“It’s beautiful,” she said, going over to the window. The suit left her whole back bare. “See how beautiful the sky is, there by the mountains.”
Sharply etched golden rays of sunlight slanted down over the mountain. “Isn’t that Mt. Hiei?” Taichiro asked.
“Yes. It makes me think of spears stabbing through our fate. And what about your mother?” She turned to him. “I want her to come here, your father too.”
“Don’t be absurd.”
“I do! I’m serious.” Suddenly Keiko clung to him. “Come swimming with me. I want to be in cold, cold water. You promised, you know. You promised to go for a motorboat ride too. That’s been a promise ever since you came.” She nestled against him, letting his body support her. “Are you going back to Kamakura because you talked to your mother? You’ll find they’ve come here. Probably your father won’t want to, but your mother will see to it.”
“Keiko, did you seduce him?”
Her face against his chest, she shook her head. “Did I seduce you? Did I?”
His arms were around her bare back. “I’m not talking about myself. Don’t change the subject.”

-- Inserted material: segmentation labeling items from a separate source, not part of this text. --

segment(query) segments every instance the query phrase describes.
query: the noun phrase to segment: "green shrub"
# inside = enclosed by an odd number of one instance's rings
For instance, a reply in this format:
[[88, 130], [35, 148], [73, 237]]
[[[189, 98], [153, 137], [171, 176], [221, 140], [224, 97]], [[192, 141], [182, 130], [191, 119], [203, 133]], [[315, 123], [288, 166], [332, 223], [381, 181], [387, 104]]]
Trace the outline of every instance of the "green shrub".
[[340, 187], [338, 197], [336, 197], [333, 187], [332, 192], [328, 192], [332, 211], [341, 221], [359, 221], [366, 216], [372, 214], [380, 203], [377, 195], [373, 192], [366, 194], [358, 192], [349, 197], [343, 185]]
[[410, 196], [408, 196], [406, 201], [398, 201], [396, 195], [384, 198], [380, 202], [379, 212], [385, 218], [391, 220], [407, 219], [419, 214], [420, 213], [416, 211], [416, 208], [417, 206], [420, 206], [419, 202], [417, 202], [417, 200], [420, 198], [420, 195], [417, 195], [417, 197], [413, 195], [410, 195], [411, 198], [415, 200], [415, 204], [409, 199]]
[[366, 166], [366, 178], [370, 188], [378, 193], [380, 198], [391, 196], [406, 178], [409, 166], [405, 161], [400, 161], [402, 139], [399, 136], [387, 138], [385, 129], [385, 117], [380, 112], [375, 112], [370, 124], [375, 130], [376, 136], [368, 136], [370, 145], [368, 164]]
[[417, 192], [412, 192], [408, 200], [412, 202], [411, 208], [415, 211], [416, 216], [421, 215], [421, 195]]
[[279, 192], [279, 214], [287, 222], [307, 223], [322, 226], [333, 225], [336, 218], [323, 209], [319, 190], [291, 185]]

“Don’t you change it! I’m asking if I seduced you. Is that what you think?” She paused. “How can a man be so cruel to a girl he’s holding in his arms, asking her if she seduced his father?” Keiko started to weep. “What do you want me to say? I think I’ll drown myself.…”
As he gripped her trembling shoulders he felt one of the shoulder straps under his hand. He began slipping it down, exposing her breast halfway, and then slipped off the other strap. Keiko lurched against him, arching her back, her naked breasts thrust forward. “Don’t! Not the right one. Please! Please, not the right one!” Tears were streaming from her tight-shut eyes.
Keiko draped a large towel around her shoulders before going out to swim. Taichiro was in his shirtsleeves. Together they went down past the lobby to the garden facing the lake. A tall tree in front of them was blooming with white flowers that looked like hibiscus.
There were swimming pools on both sides of the garden. Children were using the one set in the lawn on the right. The pool on the left was fenced in, on a slight elevation at the edge of the lawn.
Taichiro stopped at the gate to the swimming pool on the left.
“Aren’t you coming?” Keiko asked.
“No, I’ll wait for you.” He felt a little self-conscious being with a girl who attracted so much attention.
“Oh? I’d just like a quick dip,” she said. “It’s my first this year, and I want to see how I do.”
Weeping willows and cherry trees stood at intervals on the lawn along the shore.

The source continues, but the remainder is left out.